The process doesn't fork any child processes, so I doubt if any funky process states would be present.
This means that the:
- SIGTERM is caught by the single process running
- The process starts the shutdown procedure, however some internal gothread hangs, thus it never completes
If you want I can reproduce this in a synthetic environment, but what would be visible is just the single pid running there endlessly.
I created an experimental branch that adds -t
to set a timeout (in seconds).
@turip.
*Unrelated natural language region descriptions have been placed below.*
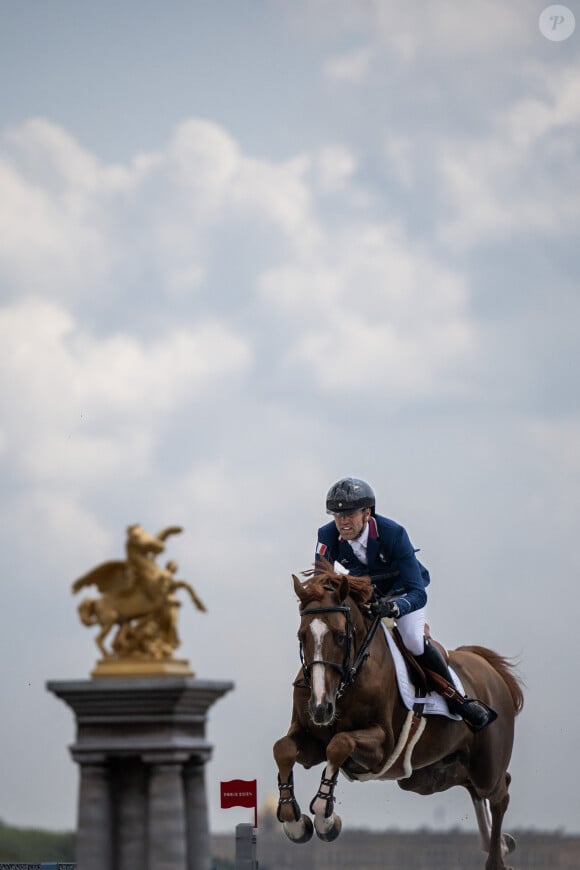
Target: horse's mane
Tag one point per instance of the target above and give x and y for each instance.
(323, 576)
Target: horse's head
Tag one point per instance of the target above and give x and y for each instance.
(327, 634)
(139, 542)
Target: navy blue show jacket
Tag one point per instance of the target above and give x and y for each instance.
(392, 566)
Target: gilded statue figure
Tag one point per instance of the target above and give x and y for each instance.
(138, 598)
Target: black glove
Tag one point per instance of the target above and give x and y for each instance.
(384, 607)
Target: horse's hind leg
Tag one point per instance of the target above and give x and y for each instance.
(489, 813)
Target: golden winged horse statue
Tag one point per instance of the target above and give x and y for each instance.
(137, 596)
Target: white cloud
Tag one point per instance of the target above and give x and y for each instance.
(78, 408)
(350, 67)
(522, 176)
(374, 307)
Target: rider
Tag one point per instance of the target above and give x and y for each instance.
(365, 543)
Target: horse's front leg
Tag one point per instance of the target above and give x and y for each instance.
(297, 826)
(365, 744)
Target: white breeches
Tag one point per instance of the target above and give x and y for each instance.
(412, 629)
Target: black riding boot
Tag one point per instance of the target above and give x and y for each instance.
(474, 713)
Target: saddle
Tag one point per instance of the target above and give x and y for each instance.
(424, 679)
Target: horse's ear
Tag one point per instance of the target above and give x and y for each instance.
(343, 589)
(298, 587)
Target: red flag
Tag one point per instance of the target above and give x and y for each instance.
(239, 793)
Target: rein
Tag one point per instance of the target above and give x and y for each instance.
(347, 671)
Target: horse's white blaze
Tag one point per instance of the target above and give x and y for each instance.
(319, 630)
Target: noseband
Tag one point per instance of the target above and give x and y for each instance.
(347, 671)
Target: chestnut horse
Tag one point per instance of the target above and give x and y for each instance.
(347, 712)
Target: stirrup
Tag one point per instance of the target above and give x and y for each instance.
(472, 705)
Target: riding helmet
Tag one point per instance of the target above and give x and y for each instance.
(349, 494)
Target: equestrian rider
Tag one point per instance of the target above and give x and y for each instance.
(365, 543)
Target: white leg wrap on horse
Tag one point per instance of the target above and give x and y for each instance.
(295, 830)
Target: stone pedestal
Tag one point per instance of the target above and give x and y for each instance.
(142, 749)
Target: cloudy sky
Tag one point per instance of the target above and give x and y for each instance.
(249, 247)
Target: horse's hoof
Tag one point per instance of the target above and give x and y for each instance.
(333, 832)
(300, 831)
(509, 843)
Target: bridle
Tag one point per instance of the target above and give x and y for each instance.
(346, 670)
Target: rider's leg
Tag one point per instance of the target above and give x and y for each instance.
(475, 713)
(412, 630)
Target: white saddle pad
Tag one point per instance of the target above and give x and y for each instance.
(434, 703)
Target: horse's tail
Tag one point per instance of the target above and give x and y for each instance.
(505, 668)
(86, 611)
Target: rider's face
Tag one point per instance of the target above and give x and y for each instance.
(351, 523)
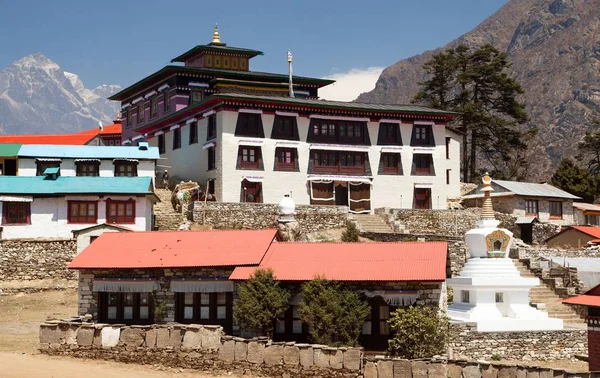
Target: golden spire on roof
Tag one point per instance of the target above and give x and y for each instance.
(487, 210)
(216, 36)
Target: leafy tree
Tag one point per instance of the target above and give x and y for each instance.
(473, 83)
(419, 332)
(260, 300)
(334, 315)
(575, 180)
(351, 233)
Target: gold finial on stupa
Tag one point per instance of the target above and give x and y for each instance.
(216, 36)
(487, 210)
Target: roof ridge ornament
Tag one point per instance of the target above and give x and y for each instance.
(487, 209)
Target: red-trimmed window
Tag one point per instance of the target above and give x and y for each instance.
(83, 212)
(120, 211)
(16, 213)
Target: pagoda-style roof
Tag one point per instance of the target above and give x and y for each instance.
(216, 48)
(213, 73)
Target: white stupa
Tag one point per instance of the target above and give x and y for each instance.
(489, 290)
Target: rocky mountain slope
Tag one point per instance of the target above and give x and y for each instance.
(554, 46)
(36, 97)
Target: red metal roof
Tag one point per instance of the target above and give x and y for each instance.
(589, 298)
(403, 261)
(171, 249)
(79, 138)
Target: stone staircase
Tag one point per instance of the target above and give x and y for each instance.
(165, 218)
(370, 223)
(545, 299)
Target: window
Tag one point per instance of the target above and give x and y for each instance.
(422, 164)
(16, 213)
(166, 102)
(153, 107)
(196, 96)
(422, 136)
(422, 198)
(193, 133)
(126, 308)
(176, 138)
(390, 163)
(250, 125)
(161, 144)
(120, 211)
(205, 308)
(249, 157)
(83, 212)
(125, 168)
(141, 113)
(88, 168)
(43, 165)
(499, 297)
(285, 127)
(285, 159)
(531, 207)
(212, 127)
(465, 296)
(555, 209)
(338, 162)
(212, 163)
(389, 134)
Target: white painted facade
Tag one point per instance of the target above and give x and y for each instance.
(28, 167)
(49, 217)
(190, 162)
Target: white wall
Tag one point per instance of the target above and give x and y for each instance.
(190, 162)
(49, 217)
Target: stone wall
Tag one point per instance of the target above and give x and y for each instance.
(36, 259)
(198, 347)
(205, 348)
(230, 215)
(466, 342)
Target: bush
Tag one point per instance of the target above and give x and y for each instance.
(334, 315)
(351, 234)
(419, 332)
(260, 300)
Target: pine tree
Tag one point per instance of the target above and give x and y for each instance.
(473, 83)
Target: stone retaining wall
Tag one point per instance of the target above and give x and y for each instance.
(35, 259)
(206, 348)
(466, 342)
(233, 215)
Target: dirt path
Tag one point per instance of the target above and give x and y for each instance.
(40, 366)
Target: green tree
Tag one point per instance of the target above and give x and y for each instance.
(260, 300)
(351, 233)
(419, 332)
(334, 315)
(575, 180)
(474, 84)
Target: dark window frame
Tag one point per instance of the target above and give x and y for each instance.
(22, 209)
(120, 219)
(83, 219)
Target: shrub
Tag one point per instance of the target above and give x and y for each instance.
(260, 300)
(351, 233)
(419, 332)
(334, 315)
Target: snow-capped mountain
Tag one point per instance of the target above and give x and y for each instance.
(37, 97)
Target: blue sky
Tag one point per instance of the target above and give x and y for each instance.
(120, 42)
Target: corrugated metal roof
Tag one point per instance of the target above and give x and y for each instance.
(175, 249)
(524, 189)
(99, 152)
(40, 185)
(9, 149)
(404, 261)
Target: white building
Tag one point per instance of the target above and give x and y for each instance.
(53, 206)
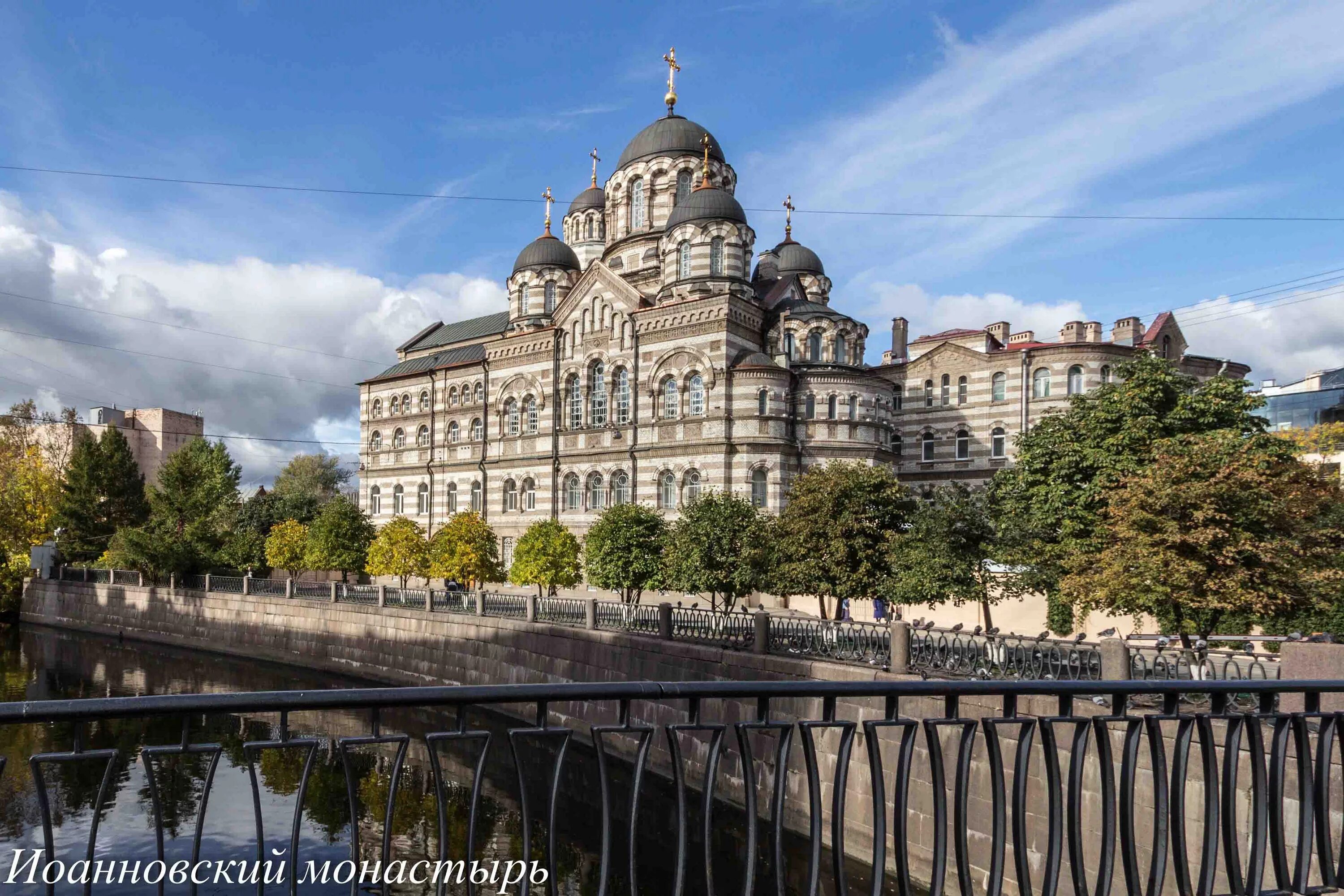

Let me know if this change seems to solve the problem.
To build:
git fetch origin restart-timeout
git checkout restart-timeout
./configure
make
Thank you, this works great. 💯
I have used this simple app to emulate the hanging cleanup handlers: https://gist.github.com/turip/c2969e4a5e78cc4cc58f731c3fee531f
# without -t the test go app hangs:
root@e0009a12c0a2:/test# touch "/.restart-proc" && echo "/.restart-proc" | ./entr/entr -rz ./testhanging
2023-08-18 07:25:21.904459865 +0000 UTC m=+0.000222000 application starting
2023-08-18 07:25:21.905361362 +0000 UTC m=+0.001123456 awaiting signal
# In a separate shell: date > /.restart-proc
2023-08-18 07:25:27.660574057 +0000 UTC m=+5.756336234 recevied terminated
# with -t it receives the kill signal
root@e0009a12c0a2:/test# touch "/.restart-proc" && echo "/.restart-proc" | ./entr/entr -rz -t 5 ./testhanging
2023-08-18 07:25:07.293147418 +0000 UTC m=+0.000212959 application starting
2023-08-18 07:25:07.293347959 +0000 UTC m=+0.000413500 awaiting signal
# In a separate shell: date > /.restart-proc
2023-08-18 07:25:09.273900701 +0000 UTC m=+1.980966284 recevied terminated
# application killed as expected
2023-08-18 07:25:14.276496949 +0000 UTC m=+0.000162834 application starting
2023-08-18 07:25:14.277028281 +0000 UTC m=+0.000694124 awaiting signal
Can you, please tag a new release with this new feature if you have the time?
This test program was actually very helpful!
I was trying to write a system test in shell
#!/bin/sh
trap 'echo "caught signal"; exit' TERM
echo "running"; sleep 60
entr
is able to restart this even though it catches SIGTERM
because entr
does not simply signal the child process: it creates a process group and signals the process group with killpg(3)
.
Since your test program is a single binary, it is able to catch the signal and block until SIGKILL
is sent.
I won't be cutting a new release with this feature very soon--I want to think more about how it should integrate with #121 since they are related.
As I noted in the #121 the timeout(1) utility already seems to have the features we need
entr -r timeout -k 4 0 ./catch
Except -k
doesn't seem to work, instead of waiting for the specified period of time it sends SIGKILL
immediately
-k time, --kill-after=time
Send a second signal, SIGKILL, if the command is still running
time after the first signal was sent.